Der zweite Knecht hatte vor Jahr und Tag im Hofe des Grösselwirtes gedient und, so bescheiden er auch auftrat, das Herz der schönen Tochter des Hauses ganz gewonnen. Niemand außer den Liebenden wusste von dem Geheimnis; da warb eines Tages der Sohn eines angesehenen Nachbars um die Hand der Rosi und wurde von dem Mädchen zurückgewiesen. In der Leidenschaft und Bedrängnis gestand die Unglückliche ihre Neigung zu dem jungen Knecht und führte dadurch die erschütterndsten Auftritte herbei.
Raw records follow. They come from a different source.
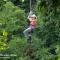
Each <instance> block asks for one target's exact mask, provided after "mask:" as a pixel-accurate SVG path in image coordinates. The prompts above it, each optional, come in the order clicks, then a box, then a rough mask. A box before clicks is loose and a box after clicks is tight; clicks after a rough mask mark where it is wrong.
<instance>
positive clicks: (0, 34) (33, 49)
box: [0, 0, 60, 60]
mask: <svg viewBox="0 0 60 60" xmlns="http://www.w3.org/2000/svg"><path fill="white" fill-rule="evenodd" d="M32 8H33V11H34V12H35V14H36V15H37V27H36V29H35V31H34V33H32V44H31V45H30V44H29V43H27V40H26V39H25V38H24V35H23V30H24V29H26V27H27V24H28V22H27V21H28V20H27V15H28V12H29V0H24V1H22V0H0V52H1V53H3V54H15V55H17V56H13V57H10V58H9V60H32V59H33V60H60V20H59V19H60V1H59V0H32ZM0 59H3V60H8V59H7V58H6V59H4V58H0Z"/></svg>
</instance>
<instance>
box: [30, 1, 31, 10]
mask: <svg viewBox="0 0 60 60" xmlns="http://www.w3.org/2000/svg"><path fill="white" fill-rule="evenodd" d="M30 11H31V0H30Z"/></svg>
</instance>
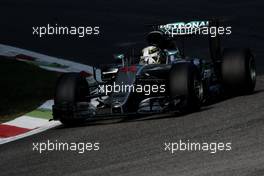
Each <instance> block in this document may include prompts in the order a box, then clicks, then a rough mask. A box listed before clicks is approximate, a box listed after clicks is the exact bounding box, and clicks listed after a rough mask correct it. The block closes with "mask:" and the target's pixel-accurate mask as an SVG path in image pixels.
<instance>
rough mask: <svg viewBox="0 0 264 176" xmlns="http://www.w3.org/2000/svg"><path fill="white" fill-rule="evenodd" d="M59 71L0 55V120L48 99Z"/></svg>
mask: <svg viewBox="0 0 264 176" xmlns="http://www.w3.org/2000/svg"><path fill="white" fill-rule="evenodd" d="M58 75H59V74H58V73H56V72H51V71H46V70H43V69H40V68H39V67H37V66H36V65H33V64H28V63H24V62H19V61H15V60H11V59H7V58H5V57H2V56H0V123H2V122H5V121H8V120H11V119H13V118H15V117H18V116H21V115H23V114H26V113H28V112H30V111H32V110H34V109H36V108H37V107H38V106H40V105H41V104H42V103H43V102H45V101H46V100H48V99H51V98H52V97H53V95H54V87H55V83H56V79H57V77H58Z"/></svg>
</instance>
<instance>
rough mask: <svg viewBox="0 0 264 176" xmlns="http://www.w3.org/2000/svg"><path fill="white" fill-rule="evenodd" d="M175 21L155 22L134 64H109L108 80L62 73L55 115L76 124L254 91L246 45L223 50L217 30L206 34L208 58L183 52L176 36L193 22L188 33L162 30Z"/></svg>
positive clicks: (193, 30) (202, 104)
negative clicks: (111, 79)
mask: <svg viewBox="0 0 264 176" xmlns="http://www.w3.org/2000/svg"><path fill="white" fill-rule="evenodd" d="M196 22H197V21H196ZM199 22H200V23H202V24H203V25H202V26H198V28H201V27H204V26H207V27H212V26H213V27H218V26H219V21H218V20H208V21H199ZM175 24H176V23H171V24H167V25H159V26H155V29H154V31H152V32H150V33H149V34H148V35H147V42H148V46H147V47H146V48H144V49H143V50H142V55H141V57H140V60H139V62H138V64H127V63H126V62H124V61H123V62H121V63H122V65H119V66H118V67H114V68H115V69H112V70H111V69H110V70H111V72H110V73H111V75H112V76H111V77H113V76H114V77H113V78H114V79H113V80H112V81H109V80H107V81H104V79H100V81H98V80H99V79H98V78H97V76H96V74H94V77H95V80H96V83H95V84H93V85H92V84H90V83H88V82H87V80H86V78H85V77H84V76H82V74H79V73H66V74H63V75H62V76H61V77H60V78H59V79H58V82H57V85H56V92H55V98H54V106H53V118H54V120H60V121H61V122H62V123H63V124H65V125H75V124H78V123H81V122H84V121H87V120H96V119H99V117H103V116H104V117H106V116H107V117H112V116H116V115H121V116H123V115H124V116H126V115H149V114H155V113H164V112H170V111H171V112H174V111H179V112H182V113H189V112H194V111H197V110H199V109H200V107H201V106H202V105H203V104H205V103H206V102H208V101H210V99H212V97H221V96H222V95H242V94H250V93H252V92H253V91H254V88H255V83H256V68H255V60H254V57H253V54H252V52H251V50H250V49H232V48H230V49H224V50H222V49H221V47H220V36H219V35H216V36H213V37H212V36H209V48H210V61H208V60H205V59H200V58H196V57H195V58H192V57H187V56H185V53H184V49H179V48H178V47H177V46H176V44H175V41H177V39H179V38H182V37H186V36H188V37H189V36H191V37H192V36H194V37H195V35H194V32H196V31H197V28H195V29H194V30H193V29H191V32H190V31H189V33H188V34H181V35H176V34H175V33H174V35H170V33H168V32H166V31H170V30H171V31H174V28H172V26H174V25H175ZM177 24H178V23H177ZM196 27H197V26H196ZM164 29H165V30H164ZM168 29H169V30H168ZM186 38H187V37H186ZM119 58H120V59H124V57H119ZM106 74H107V73H106V72H105V73H104V72H102V74H101V75H106Z"/></svg>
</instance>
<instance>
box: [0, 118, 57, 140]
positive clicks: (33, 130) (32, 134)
mask: <svg viewBox="0 0 264 176" xmlns="http://www.w3.org/2000/svg"><path fill="white" fill-rule="evenodd" d="M59 125H61V123H60V122H59V121H51V122H49V123H48V124H47V125H44V126H42V127H40V128H37V129H35V130H32V131H29V132H27V133H23V134H20V135H17V136H13V137H8V138H0V145H1V144H5V143H8V142H11V141H15V140H18V139H21V138H24V137H28V136H31V135H34V134H37V133H41V132H43V131H46V130H48V129H51V128H54V127H57V126H59Z"/></svg>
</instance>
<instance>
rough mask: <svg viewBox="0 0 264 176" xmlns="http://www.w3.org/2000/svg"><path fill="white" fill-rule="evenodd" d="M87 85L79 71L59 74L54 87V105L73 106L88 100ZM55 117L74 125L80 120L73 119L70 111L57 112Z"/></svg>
mask: <svg viewBox="0 0 264 176" xmlns="http://www.w3.org/2000/svg"><path fill="white" fill-rule="evenodd" d="M89 95H90V92H89V85H88V82H87V81H86V79H85V77H82V76H81V75H80V74H79V73H65V74H63V75H61V76H60V78H59V79H58V81H57V84H56V88H55V97H54V105H55V106H56V105H57V106H64V105H66V106H68V105H70V106H75V105H76V104H77V103H79V102H89V99H88V98H87V96H89ZM57 118H58V119H59V120H60V121H61V122H62V123H63V124H65V125H67V126H68V125H74V124H77V123H79V122H80V121H81V119H75V118H74V117H73V114H72V113H67V114H63V115H62V114H61V115H60V114H58V115H57Z"/></svg>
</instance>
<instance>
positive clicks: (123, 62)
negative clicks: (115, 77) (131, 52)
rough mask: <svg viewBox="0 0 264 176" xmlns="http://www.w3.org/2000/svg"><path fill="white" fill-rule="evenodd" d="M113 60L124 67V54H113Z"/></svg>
mask: <svg viewBox="0 0 264 176" xmlns="http://www.w3.org/2000/svg"><path fill="white" fill-rule="evenodd" d="M114 59H116V61H117V63H118V64H122V66H123V67H124V66H125V55H124V54H114Z"/></svg>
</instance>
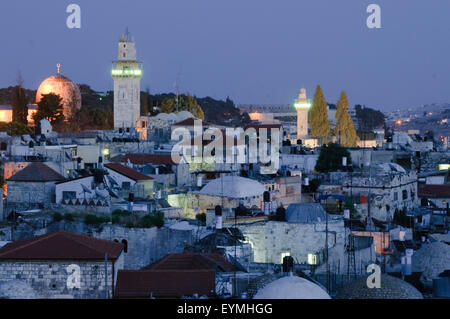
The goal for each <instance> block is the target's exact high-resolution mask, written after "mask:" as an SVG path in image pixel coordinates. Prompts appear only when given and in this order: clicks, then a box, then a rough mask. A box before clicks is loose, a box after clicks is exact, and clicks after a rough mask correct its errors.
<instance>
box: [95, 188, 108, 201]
mask: <svg viewBox="0 0 450 319" xmlns="http://www.w3.org/2000/svg"><path fill="white" fill-rule="evenodd" d="M95 194H96V195H97V196H98V197H100V198H101V199H106V195H105V194H104V193H103V192H101V191H100V190H98V189H96V190H95Z"/></svg>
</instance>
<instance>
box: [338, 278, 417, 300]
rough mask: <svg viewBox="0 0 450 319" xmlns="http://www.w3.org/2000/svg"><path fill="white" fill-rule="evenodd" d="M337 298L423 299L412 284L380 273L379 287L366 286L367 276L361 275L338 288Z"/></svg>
mask: <svg viewBox="0 0 450 319" xmlns="http://www.w3.org/2000/svg"><path fill="white" fill-rule="evenodd" d="M337 298H339V299H423V296H422V294H421V293H420V291H419V290H417V289H416V288H415V287H414V286H413V285H411V284H409V283H407V282H406V281H404V280H401V279H399V278H395V277H392V276H389V275H386V274H381V287H380V288H369V287H367V277H366V276H363V277H361V278H358V279H356V280H354V281H352V282H350V283H349V284H348V285H347V286H345V287H343V288H342V289H341V290H339V292H338V294H337Z"/></svg>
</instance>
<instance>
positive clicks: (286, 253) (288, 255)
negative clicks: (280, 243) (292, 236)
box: [281, 252, 291, 263]
mask: <svg viewBox="0 0 450 319" xmlns="http://www.w3.org/2000/svg"><path fill="white" fill-rule="evenodd" d="M290 255H291V253H290V252H285V253H281V263H283V259H284V257H286V256H290Z"/></svg>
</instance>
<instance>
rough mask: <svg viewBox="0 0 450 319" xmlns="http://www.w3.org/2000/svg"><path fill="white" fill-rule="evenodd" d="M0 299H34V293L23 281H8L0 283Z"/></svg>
mask: <svg viewBox="0 0 450 319" xmlns="http://www.w3.org/2000/svg"><path fill="white" fill-rule="evenodd" d="M0 298H5V299H36V298H37V295H36V291H35V290H34V289H33V288H31V287H30V285H28V284H27V283H26V282H25V281H23V280H8V281H4V282H0Z"/></svg>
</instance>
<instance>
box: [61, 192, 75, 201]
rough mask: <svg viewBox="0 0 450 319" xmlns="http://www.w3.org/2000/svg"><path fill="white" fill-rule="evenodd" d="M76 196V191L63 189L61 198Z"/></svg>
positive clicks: (63, 199)
mask: <svg viewBox="0 0 450 319" xmlns="http://www.w3.org/2000/svg"><path fill="white" fill-rule="evenodd" d="M76 198H77V193H76V192H69V191H63V200H68V199H76Z"/></svg>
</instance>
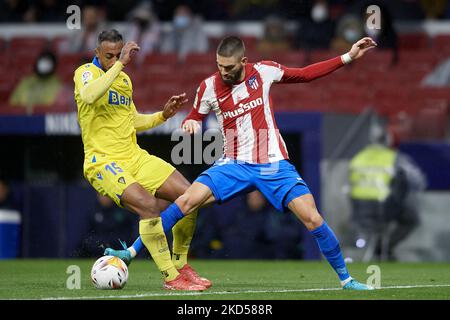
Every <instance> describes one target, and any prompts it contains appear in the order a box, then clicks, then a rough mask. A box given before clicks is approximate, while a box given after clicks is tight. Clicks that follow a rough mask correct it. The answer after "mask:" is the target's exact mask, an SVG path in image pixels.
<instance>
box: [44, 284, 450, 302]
mask: <svg viewBox="0 0 450 320" xmlns="http://www.w3.org/2000/svg"><path fill="white" fill-rule="evenodd" d="M439 287H450V284H436V285H432V284H430V285H408V286H387V287H381V288H377V289H376V290H383V289H414V288H439ZM338 290H342V289H341V288H311V289H284V290H245V291H206V292H167V293H143V294H134V295H120V296H114V295H109V296H90V297H87V296H86V297H48V298H41V300H91V299H92V300H93V299H136V298H149V297H175V296H205V295H230V294H249V293H294V292H319V291H338Z"/></svg>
Der Knecht wurde augenblicklich fortgeschickt und die Bewerbung des Nachbarsohnes mit rücksichtsloser Heftigkeit fortgesetzt; das Verstummen des Mädchens, dessen Zerstreutheit und menschenscheues Ablehnen jeden Umgangs wurde als der Anfang von besserer Gesinnung angesehen, bis leider starke Anzeichen von Irrsinn eintraten und zu spät erkennen ließen, was man angerichtet ... Rosi war das einzige Kind ihrer Eltern; eines Tages schien es, als ob die Geisteskrankheit einer auffallenden Besserung weiche; – da verschwand die Unglückliche; man setzte alles in Bewegung, um die Spur zu finden, und fand sie endlich, wie wir gesehen haben ... Der Sturz auf den dichten Rosenstrauch und auf lockeres Erdreich hatte dem schönen Kinde nicht geschadet; es war nach einer kurzen Ohnmacht zu sich gekommen und wurde merkwürdiger Weise in einem viel helleren Geisteszustand in ihr Elternhaus gebracht. Der Vater Rosis hatte unsern zweiten Knecht gleich mit sich genommen und mehr als alle anderen Bemühungen dienten dessen Nähe und Ansprache dazu, den Irr- und Trübsinn des Mädchens zu verscheuchen. Nach Jahr und Tag war die Vernunft wieder ganz zurückgekehrt – und als wir eines Mittags (es war an einem Sonntag im September) wieder um den Ecktisch saßen, ging die Türe auf, und ein schönes kräftiges Bauern-Ehepaar trat herein: Unser früherer Knecht und die schöne (vollständig geheilte) Närrin ... Sie war heiter und gesprächig, teilte Geschenke unter uns Kinder aus und setzte dann ihren Weg nach einem Wallfahrtsorte fort. Von dem traurigen Erlebnisse früherer Tage redete niemand und in der schönen Bäuerin schien auch keine Spur einer Erinnerung zurückgeblieben zu sein.